Patterns of EAEC adherence to HIEMs obtained from different donors and segments of the intestine. (A) Schematic representation of the methods used to assess adherence to enteroid monolayers. (B and C) Duodenal, ileal, and colon differentiated 2D HIEMs obtained from donors 103 and 109, respectively, were infected with EAEC 042 (a prototype strain), EAEC A2A (clinical isolate, typical EAEC), EAEC 5EA (clinical isolate, atypical EAEC), and E. coli HS (nonpathogenic control strain) at an MOI of 10 for 3 h. After infection, the cells were washed, fixed, stained with Giemsa-Wright stain, and imaged at ×100 to visualize the pattern of bacterial adherence. Technical replicates, three wells representative of 12 images; six biological replicates (two donors and three segments).

FIG 2

Definition and quantification of the different patterns of EAEC aggregative adherence on differentiated 2D HIEMs. (A to D) The insets show the occurrence of typical, sheet-like, microcolonies and mesh-like aggregative adherence (AA) exhibited by EAEC 042 across different donors and segments of intestine during infection as described in the legend to Fig. 1. Samples (D, duodenum [blue]; I, ileum [red]; C, colon [black]) were obtained from donors 103, 104, and 109, and the adherence pattern was quantified from an average of 12 different fields of 0.8 mm² taken at ×100. Data represent the mean values of three independent experiments, and the error bars denote the standard error of the mean. Technical replicates, three wells representative of 12 images; eight biological replicates (three donors and three segments).

FIG 3

Adherence of wild-type EAEC (042) and ΔaafA and ΔaggR mutant strains to 2D differentiated HIEMs. (A) Wild-type EAEC and ΔaafA and ΔaggR mutants were added to duodenal, ileal, or colonic enteroids obtained from donor 103 as described in the legend to Fig. 1, and the adherence pattern was visualized by Giemsa-Wright staining. (B and C) The four adherence patterns from Fig. 2, classified collectively as aggregative adherence, were quantified versus that of diffuse adherence (see Materials and Methods). Data represent the mean values of three independent experiments, and the error bars denote the standard error of the mean, *, P < 0.05; **, P < 0.01. Technical replicates, three wells representative of 12 images; three biological replicates (one donor and three segments).

FIG 4

Total adherence of EAEC to three intestinal segments from three different donors. (A to C) 2D differentiated HIEMs obtained from duodenal, ileal, and colonic segments from donors 103, 104, and 109 were infected with EAEC 042 (A), A2A (B), or 5EA (C) at an MOI of 10 for 3 h. (D) Pooled adherence data from enteroids from all four intestinal segments from additional donors. Adherence was quantified as described in Materials and Methods.

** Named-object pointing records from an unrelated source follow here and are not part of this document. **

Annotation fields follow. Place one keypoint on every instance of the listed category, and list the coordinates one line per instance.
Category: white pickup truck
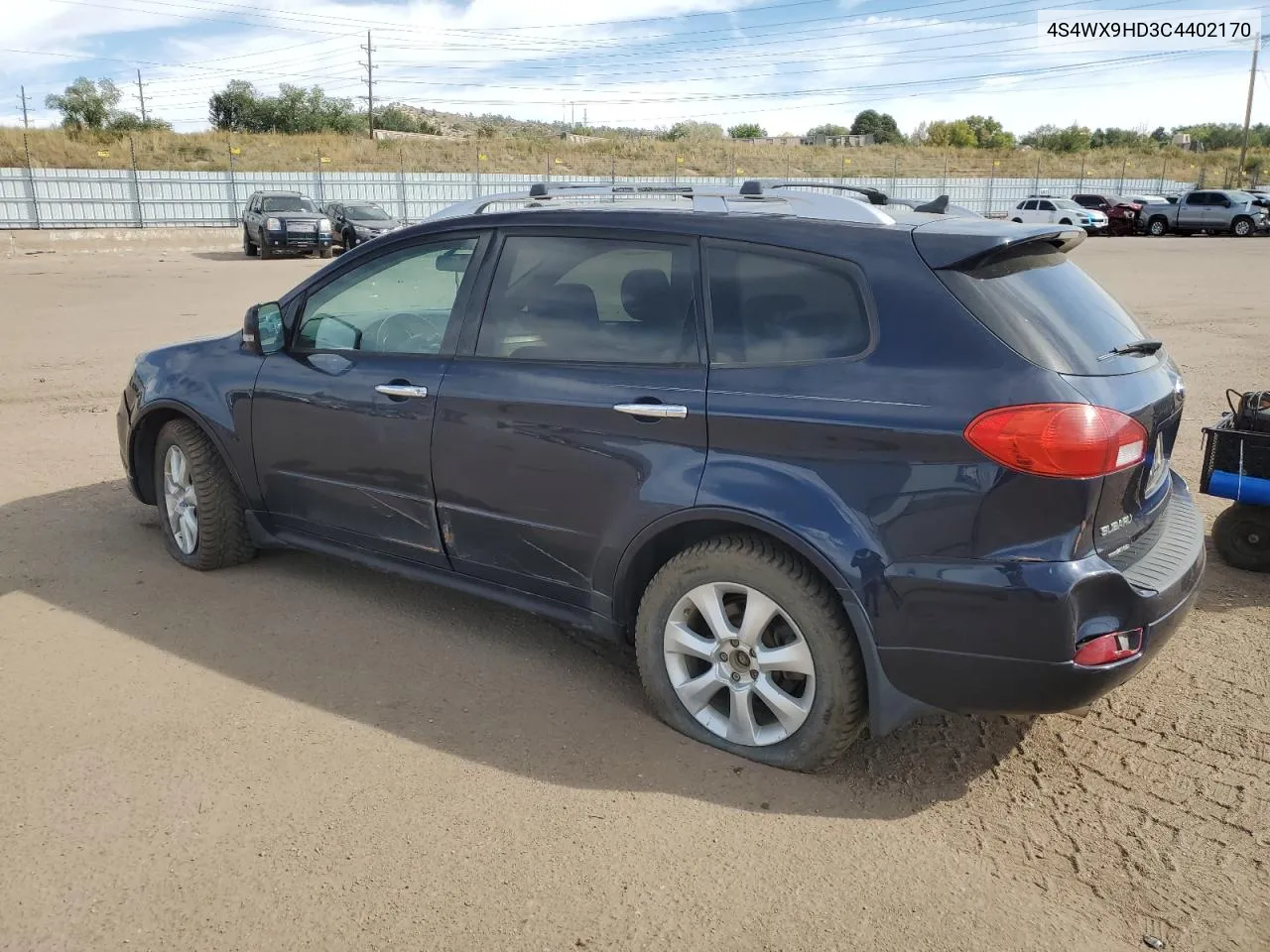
(1215, 211)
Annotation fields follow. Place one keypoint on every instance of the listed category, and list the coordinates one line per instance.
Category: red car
(1121, 212)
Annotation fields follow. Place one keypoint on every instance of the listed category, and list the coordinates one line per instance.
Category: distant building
(839, 141)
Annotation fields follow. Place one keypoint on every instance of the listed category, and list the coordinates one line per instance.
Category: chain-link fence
(123, 182)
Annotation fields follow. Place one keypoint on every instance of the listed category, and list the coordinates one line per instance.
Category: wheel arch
(666, 537)
(145, 434)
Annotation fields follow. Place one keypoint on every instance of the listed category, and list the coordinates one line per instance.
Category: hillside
(55, 149)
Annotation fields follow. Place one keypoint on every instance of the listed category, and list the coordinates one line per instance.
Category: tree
(828, 130)
(234, 109)
(951, 135)
(880, 126)
(86, 104)
(1052, 139)
(690, 130)
(988, 134)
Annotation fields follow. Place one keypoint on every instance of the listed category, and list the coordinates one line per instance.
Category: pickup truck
(1215, 211)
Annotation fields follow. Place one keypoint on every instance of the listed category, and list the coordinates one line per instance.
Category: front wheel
(199, 506)
(743, 647)
(1242, 537)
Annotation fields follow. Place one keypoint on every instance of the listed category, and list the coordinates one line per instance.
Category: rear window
(1049, 311)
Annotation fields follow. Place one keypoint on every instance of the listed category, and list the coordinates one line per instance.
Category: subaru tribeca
(828, 465)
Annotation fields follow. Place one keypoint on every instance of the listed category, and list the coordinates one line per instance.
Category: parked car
(1121, 212)
(1060, 211)
(356, 222)
(1215, 211)
(284, 221)
(826, 467)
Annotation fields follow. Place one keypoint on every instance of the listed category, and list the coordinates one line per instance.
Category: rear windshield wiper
(1137, 347)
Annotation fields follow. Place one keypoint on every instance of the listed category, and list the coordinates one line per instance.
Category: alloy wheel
(181, 500)
(739, 664)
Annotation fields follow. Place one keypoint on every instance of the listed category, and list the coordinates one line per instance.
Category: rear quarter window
(1049, 311)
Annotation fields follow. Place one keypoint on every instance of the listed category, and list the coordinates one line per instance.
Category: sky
(788, 64)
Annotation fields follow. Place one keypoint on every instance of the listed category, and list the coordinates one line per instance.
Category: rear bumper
(994, 638)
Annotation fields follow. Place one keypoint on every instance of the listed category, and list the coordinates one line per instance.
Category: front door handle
(656, 411)
(402, 391)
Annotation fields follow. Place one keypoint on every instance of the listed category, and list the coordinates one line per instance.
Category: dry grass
(55, 149)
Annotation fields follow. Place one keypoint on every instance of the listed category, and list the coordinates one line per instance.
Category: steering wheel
(408, 334)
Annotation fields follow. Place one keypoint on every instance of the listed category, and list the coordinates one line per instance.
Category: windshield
(368, 212)
(1049, 311)
(289, 203)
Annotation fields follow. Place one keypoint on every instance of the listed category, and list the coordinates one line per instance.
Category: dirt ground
(303, 754)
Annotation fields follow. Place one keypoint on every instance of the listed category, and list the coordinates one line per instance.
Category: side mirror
(262, 329)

Data represent the mean values of three independent experiments, and the error bars denote the standard error of the mean. **, P < 0.01; ***, P < 0.001. Technical replicates, three wells; 9 (three donors and three segments) (A to C) and 17 (D) biological replicates.

FIG 5

Total adherence of wild-type and mutant EAEC to HIEMs. (A, B) Wild-type EAEC and ΔaafA and ΔaggR mutants were incubated with 2D differentiated HIEMs from duodenum, ileum, and colon samples from donors 104 and 109, and adherence was quantified as described in Materials and Methods. Panel C shows the results of an adherence experiment with Caco-2 cells. Data represent the mean values of three independent experiments, and the error bars denote the standard error of the mean. Technical replicates, three wells; six biological replicates (two donors and three segments).

FIG 6

EAEC adherence to human intestinal enteroids. EAEC adheres to intestinal enteroids via five distinct aggregation patterns: sheet-like or microcolony adherence to duodenal (D) cells, diffuse adherence to jejunal (J) cells, typical stacked-brick adherence to ileal (I) cells, and a mesh-like adherence of interconnecting clusters to cells of the colon (C). While these patterns (as well as the strength of the interaction) are dependent on the large subunit of AAF/II, an unidentified host factor mediates adherence across different donors and different intestinal segments.